Cloud technologies are becoming more and more popular. Aurigma is working on a new Graphics Mill version set for release later this year and we designed it from the ground up to allow deploying it in Microsoft Azure. Based on customer feedback, we anticipate that this feature is going to be very popular.
Here is a handy guide to the Azure support contained in the new Graphics Mill. Azure has three modes of operation, called execution models (Introducing Windows Azure). Graphics Mill works with specific Azure models in the following manner:
Web Sites. There is easy deployment right from Visual Studio, which is a plus, but unfortunately with limited administrative capabilities. Specifically, Graphics Mill does not allow references to unmanaged binaries unless they are already a part of Azure. Graphics Mill is built on the Microsoft Visual C++ 2010 Redistributable Package, while Azure supports the 2008 version only.
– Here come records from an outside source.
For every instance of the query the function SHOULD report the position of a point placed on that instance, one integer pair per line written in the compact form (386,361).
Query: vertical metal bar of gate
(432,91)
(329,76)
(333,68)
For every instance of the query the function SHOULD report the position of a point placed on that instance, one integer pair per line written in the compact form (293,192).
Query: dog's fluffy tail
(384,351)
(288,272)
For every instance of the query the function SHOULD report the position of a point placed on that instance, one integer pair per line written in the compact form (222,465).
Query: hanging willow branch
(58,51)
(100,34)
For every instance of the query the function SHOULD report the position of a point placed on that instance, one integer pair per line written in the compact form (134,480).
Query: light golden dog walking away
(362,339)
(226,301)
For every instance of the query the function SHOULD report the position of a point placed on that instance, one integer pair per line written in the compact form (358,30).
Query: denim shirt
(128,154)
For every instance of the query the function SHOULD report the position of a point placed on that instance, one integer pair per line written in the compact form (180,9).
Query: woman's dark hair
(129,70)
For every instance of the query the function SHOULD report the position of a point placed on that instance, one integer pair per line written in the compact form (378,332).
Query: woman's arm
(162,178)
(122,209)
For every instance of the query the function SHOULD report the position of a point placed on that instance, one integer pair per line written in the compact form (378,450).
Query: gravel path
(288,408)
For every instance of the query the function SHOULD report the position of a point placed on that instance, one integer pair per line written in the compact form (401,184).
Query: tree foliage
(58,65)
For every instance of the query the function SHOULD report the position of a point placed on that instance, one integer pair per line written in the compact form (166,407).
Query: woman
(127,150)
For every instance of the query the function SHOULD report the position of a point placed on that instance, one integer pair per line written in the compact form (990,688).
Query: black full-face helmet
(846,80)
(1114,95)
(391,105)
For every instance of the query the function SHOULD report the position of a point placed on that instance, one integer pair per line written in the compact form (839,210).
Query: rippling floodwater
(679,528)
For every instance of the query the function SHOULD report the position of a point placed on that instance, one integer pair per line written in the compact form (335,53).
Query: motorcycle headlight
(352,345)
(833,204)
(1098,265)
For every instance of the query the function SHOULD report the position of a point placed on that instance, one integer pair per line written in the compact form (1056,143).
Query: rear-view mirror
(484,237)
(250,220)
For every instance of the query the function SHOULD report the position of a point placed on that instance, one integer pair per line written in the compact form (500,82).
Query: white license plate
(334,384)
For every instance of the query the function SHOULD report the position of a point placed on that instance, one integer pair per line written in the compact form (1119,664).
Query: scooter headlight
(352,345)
Theoretically you can add unmanaged binaries to the bin folder, however when ASP.NET executes the app, it will not use the /bin folder but instead it copies all managed assemblies into its ASP.NET cache without its unmanaged dependencies. This prevents Graphics Mill from running and we don't have a workaround at this time.
Virtual Machines. This works the same way as if you install your web application on a Windows Server. As long as you have the Microsoft Visual C++ 2010 Redistributable Package installed, Graphics Mill works great.
Cloud Services. This is a very capable and flexible execution module when using Graphics Mill. When properly configured, Azure automatically creates virtual machines with all necessary pre-installed software. In particular, you can configure Azure to install the Microsoft Visual C++ 2010 Redistributable Package right before an instance is created. Check this link for some details on how to accomplish this: Best Practices for Running Unmanaged Code in Windows Azure Applications.
To sum up, Graphics Mill interacts with Azure in the following ways:
For Web Site models, there is no real support unless Microsoft adds Visual C++ 2010 by default, which we expect soon but this is not currently supported.
The Virtual Machine model works great, as long as you have the Microsoft Visual C++ 2010 Redistributable Package installed.
Cloud Services are supported as long as they are configured to install Microsoft Visual C++ 2010 Redistributable Package on startup.